Dead workers get restarted. Fresh workers boot up and start draining the SQLite queue. The comment in the code tells the story: “Always check worker liveness — not just when queue > 0. Silent cast drops to dead workers mean files accumulate on disk without queue entries.” The fallback enqueue prevents that now, but the health check is belt-and-suspenders.

Authentication via PubSub

Workers need an auth token to request presigned S3 URLs from the backend. Rather than each worker managing its own token, a single DeviceAuthServer process owns the lifecycle and broadcasts state changes via PubSub.

The token is long-lived, issued during device provisioning, stored in SQLite encrypted with AES-256-GCM. It’s validated hourly against the backend. Two events on the "device_auth" topic:

Phoenix.PubSub.subscribe(ScoutHub.PubSub, "device_auth")

def handle_info({:token_refreshed, _token}, state) do
  send(self(), :process_retries)
  {:noreply, %{state | waiting_for_token: false}}
end

def handle_info(:token_invalidated, state) do
  {:noreply, %{state | waiting_for_token: true}}
end

One broadcast reaches every worker instantly. When a new token arrives, all workers start uploading immediately rather than discovering it on their next poll cycle. The waiting_for_token flag means workers don’t waste cycles attempting uploads they know will fail — they keep capturing and queuing, then flush everything when the token arrives.

Trade-offs

This architecture isn’t simple. SQLite adds a dependency and disk I/O on hardware where SD card writes have a finite lifespan. The supervision tree has three levels of nesting. There’s a Registry, a PubSub topic, adaptive polling intervals, error classification logic, a health check recovery loop. We went back and forth on whether the complexity was justified for a system that typically runs 1–2 cameras per device.

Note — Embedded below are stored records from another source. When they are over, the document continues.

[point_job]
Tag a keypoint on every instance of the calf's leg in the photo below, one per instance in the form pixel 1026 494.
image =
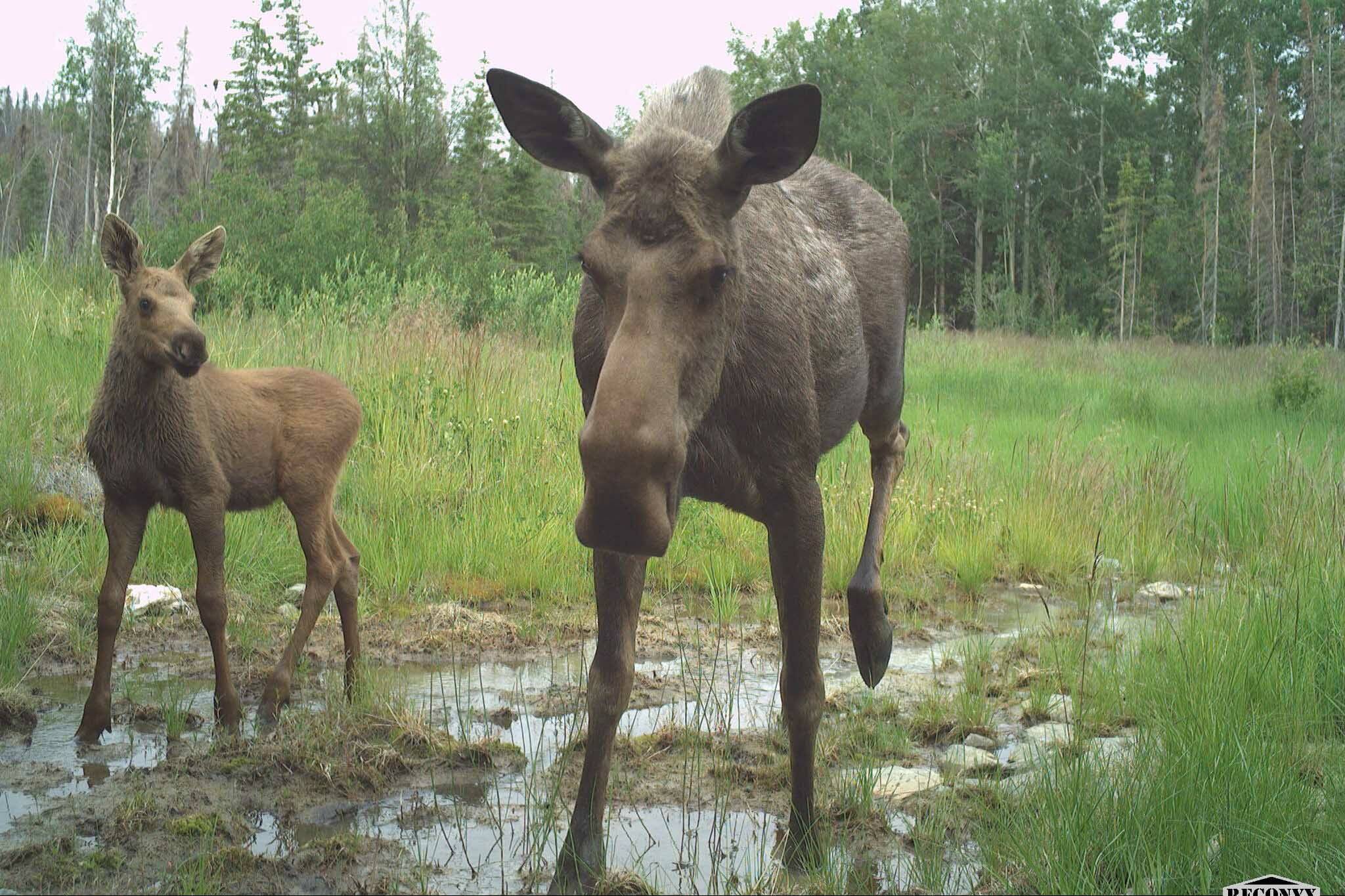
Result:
pixel 125 526
pixel 346 561
pixel 618 581
pixel 206 521
pixel 314 523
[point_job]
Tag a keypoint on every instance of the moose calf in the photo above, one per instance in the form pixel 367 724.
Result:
pixel 171 429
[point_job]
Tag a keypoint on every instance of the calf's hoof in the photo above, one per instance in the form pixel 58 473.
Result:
pixel 871 633
pixel 228 716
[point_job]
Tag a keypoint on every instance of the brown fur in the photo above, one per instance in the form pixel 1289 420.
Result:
pixel 171 429
pixel 743 307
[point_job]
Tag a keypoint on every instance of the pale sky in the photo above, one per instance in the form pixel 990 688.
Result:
pixel 599 54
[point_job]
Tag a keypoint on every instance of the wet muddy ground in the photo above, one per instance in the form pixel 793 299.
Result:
pixel 455 773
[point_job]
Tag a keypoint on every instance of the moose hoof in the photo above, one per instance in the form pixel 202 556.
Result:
pixel 91 730
pixel 579 870
pixel 802 849
pixel 871 631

But it works. Over 90 days in production, a single hub running 1–2 cameras has processed 143,000+ capture cycles with a 99.9% upload success rate — 118,824 successful uploads against 117 failures. The upload queue average sits at 0.00 almost every day, meaning retries resolve quickly. 26 infrastructure retries (presigned URL and S3 errors) all resolved automatically. Zero fallback enqueue events — the VariantSupervisor has never exhausted its restarts in production, but the safety net is there. The backend had 9 incidents over 5 months (99.91% uptime, longest outage 47 minutes), and the hub rode out every one without losing data.

Each camera produces ~2,880 captures per day — exactly matching the theoretical 30-second cycle, meaning the pipeline keeps pace without dropping frames.

In a Python or Node.js equivalent, you’d be stitching together systemd for restarts, a separate SQLite wrapper or Redis for queuing, a threading library for parallelism, and a lot of hope that your error handling covers every edge case. Here, the supervision tree, GenServers, PubSub, and the SQLite-backed queue are all first-class OTP and Elixir patterns — they compose naturally because they were designed to work together.

The alternative — a simpler pipeline without queuing or independent workers — would work until the first network blip. On a device you can’t SSH into during a dinner rush, “works until” isn’t good enough.